Changing Lanes, the 1960s and Earlier
Road improvements to improve communications and traffic flow are not new, and here are some older examples. This is the second post on our changing roads.
A New Bridge for Shipton
My late mum at Shipton Brook Bridge, about four years ago.
Earliest of all today’s examples is the new turnpike from Aylesbury to Buckingham, that we know as the A413. It replaces the old turnpike which went through East Claydon, not Winslow.
This bridge was built around 1722 to take the new turnpike over Shipton Brook, near Winslow, but by the 1930s, the bridge had proved inadequate for motor traffic.
In 1932 a milk lorry and a six wheeled lorry collided when they both reached the bridge at the same time, from opposite directions. Gallons of milk went in the water, though neither driver was badly hurt. The main road now runs over a bridge built in 1937 a short way to the East, and the old bridge is now part of a layby.
Three Locks
Three Locks from the bridge. The pub is the white building in the background. The cars far left are on the old road, and the new road runs on an embankment behind them.
The route to Fenny Stratford from Leighton Buzzard has changed a great deal. In the 1950s it had been just a few country lanes.
From Leighton Buzzard, once over the railway line and into North Bucks you would head almost North, into a dip and across a narrow canal bridge. The dip used to flood; one reason the road would later be altered. Once out of the dip, you’d come to a junction with a grass triangle where you’d turn left for Soulbury and Fenny Stratford.
Where the road crossed the canal at Three Locks, you’d turn right at the bridge and drive past the pub, which sat right next to the road.
This all changed some time after 1962, when London overspill estates were being built at Bletchley and a better road was needed.
The lane in the dip became a side road. A new piece of road ran from the railway bridge at the Leighton Buzzard end and joined the old road just past Three Locks. The old turning by the canal bridge at Three Locks is now a short lane that only serves the Three Locks pub.
On the other side of Stoke Hammond, the same road was straightened in the mid 60s because of the number of accidents. There’s a loop of road you can’t get into, and a layby next to the canal that are both part of the old road.

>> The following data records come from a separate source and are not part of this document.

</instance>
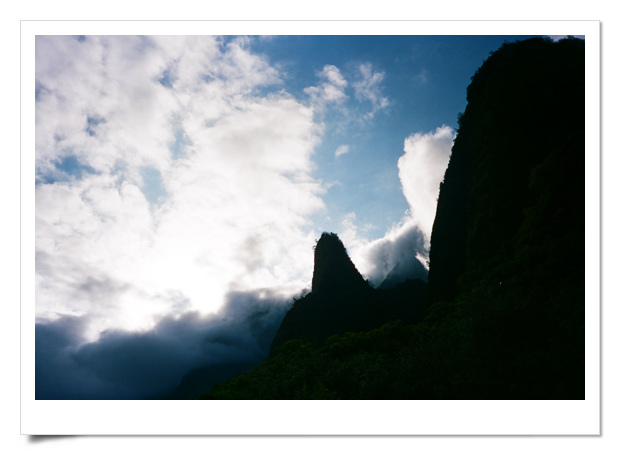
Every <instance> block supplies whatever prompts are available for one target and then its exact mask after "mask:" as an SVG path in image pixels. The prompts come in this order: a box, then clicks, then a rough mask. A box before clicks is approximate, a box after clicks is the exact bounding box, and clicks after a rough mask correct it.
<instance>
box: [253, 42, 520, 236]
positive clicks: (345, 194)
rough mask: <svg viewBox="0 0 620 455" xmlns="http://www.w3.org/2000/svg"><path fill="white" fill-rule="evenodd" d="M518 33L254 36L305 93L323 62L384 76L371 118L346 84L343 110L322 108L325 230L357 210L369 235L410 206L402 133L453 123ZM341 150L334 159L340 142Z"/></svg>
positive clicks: (382, 233) (319, 218) (321, 65)
mask: <svg viewBox="0 0 620 455" xmlns="http://www.w3.org/2000/svg"><path fill="white" fill-rule="evenodd" d="M523 38H524V37H523V36H519V37H517V36H312V37H308V36H286V37H278V38H274V39H263V40H256V42H254V43H253V44H252V48H253V49H255V50H256V51H257V52H259V53H261V54H264V55H265V56H266V57H267V58H268V59H269V61H270V62H273V63H274V64H275V65H276V67H278V68H281V69H282V71H283V72H284V73H285V84H286V89H287V90H288V91H289V92H290V93H292V94H293V95H295V96H297V97H300V98H302V97H303V95H304V89H305V88H306V87H309V86H313V85H314V84H315V83H316V77H317V74H318V73H319V72H320V71H321V70H322V68H323V67H324V66H325V65H334V66H335V67H337V68H338V69H339V70H340V72H341V73H342V74H343V75H344V76H345V77H346V78H347V79H349V80H353V79H355V78H356V77H360V75H359V67H360V65H364V64H366V65H371V67H372V71H373V72H375V73H377V74H381V75H382V78H381V80H380V82H378V83H377V86H376V89H377V90H378V92H379V93H380V94H381V95H380V96H381V97H383V98H385V100H387V106H386V107H385V108H379V109H378V110H377V111H376V112H375V114H374V115H373V117H372V119H370V120H365V121H362V120H361V119H362V118H363V117H364V115H365V114H367V113H368V111H369V110H372V106H371V104H372V103H371V101H370V100H368V99H366V100H360V99H357V98H356V96H355V93H354V89H353V87H352V86H351V84H349V85H348V86H347V87H346V89H345V92H346V94H347V100H346V101H345V102H344V103H343V104H344V106H345V107H346V109H347V110H348V111H347V113H346V114H345V113H343V110H342V109H332V110H329V111H328V112H326V113H325V115H324V119H323V121H324V122H325V124H326V131H325V134H324V135H323V138H322V143H321V144H320V145H319V146H318V147H317V152H316V157H315V161H316V163H317V165H318V166H319V167H318V170H317V173H318V174H319V175H321V177H322V178H323V179H324V180H326V181H328V182H330V181H337V182H339V183H340V185H338V186H335V187H333V188H332V189H331V190H330V191H329V192H328V193H327V194H326V196H325V201H326V203H327V204H328V207H329V208H330V209H332V210H333V215H334V216H330V220H328V219H326V218H322V219H321V218H317V219H316V223H317V224H321V223H323V224H324V225H325V229H326V230H335V231H337V230H338V228H339V225H338V221H337V218H338V216H343V215H344V214H345V213H351V212H355V214H356V217H357V220H358V222H359V223H360V224H363V225H371V226H372V228H371V229H369V230H368V234H369V235H370V236H371V237H373V238H379V237H381V236H383V235H384V234H385V232H386V231H387V230H388V229H389V228H390V226H392V225H393V224H395V223H397V222H398V221H399V220H400V219H401V217H402V214H403V213H404V211H405V210H407V208H408V205H407V201H406V200H405V198H404V196H403V192H402V188H401V184H400V181H399V178H398V168H397V161H398V159H399V158H400V156H401V155H402V154H403V142H404V139H405V138H406V137H408V136H409V135H411V134H414V133H417V132H424V133H426V132H430V131H433V130H435V129H436V128H438V127H441V126H443V125H447V126H450V127H452V128H456V121H457V115H458V113H459V112H462V111H463V110H464V108H465V103H466V100H465V91H466V87H467V85H468V84H469V80H470V78H471V76H472V75H473V73H474V71H475V70H476V69H477V68H478V67H479V66H480V65H481V63H482V62H483V61H484V59H485V58H486V57H487V56H488V54H489V53H490V52H492V51H493V50H495V49H497V48H498V47H499V46H501V44H502V43H503V42H505V41H513V40H516V39H523ZM343 145H345V146H347V147H348V152H349V153H347V154H346V155H341V156H340V157H336V156H335V154H334V152H335V150H337V149H338V147H340V146H343Z"/></svg>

The route of the last part of the country lane before Water Eaton is little altered. It runs past the Lakes Estate (1968-75), and since the Stoke Hammond bypass opened in 2007, traffic has fallen away from the Leighton Buzzard to Fenny Stratford road.
Thanks to Tod Booth of Foxblade Trading for help with this part of today's post.
Over the Village
Watling Street is another turnpike route, and had been a major artery for centuries. In 1922 it was named as the A5 trunk road, and as traffic increased in the 1950s this flyover was built at Loughton. It’s now part of Milton Keynes, but it had been just a small country village.
When Minister of Transport Ernest Marples opened the M1 in November 1959. the A5 became quiet, but traffic increased again with the coming of Milton Keynes. When the A5 (D) opened in 1980 through traffic, at least, fell away.
I’m told that some people think the flyover was built as part of Milton Keynes, but it predates the town by twenty years or more.
Out of Town
The 18th Century Horse and Jockey pub, Aylesbury.
This isn’t so much of a changed road as a changed situation, and for a pub. It’s the Horse and Jockey, in Aylesbury.
Built in the 18th Century, it used to be a half mile walk from Aylesbury. This hadn’t changed much by the 1920s, but I remember passing the pub on my way home from work in the mid 1980s, when it was the last building in Aylesbury before I reached open country.
Back then it was an ABC pub; owned by the Aylesbury Brewery Company, part of Ind Coope. It isn’t the last building any more. When I visited Aylesbury about a month ago, I found the pub half a mile inside Aylesbury’s built up area.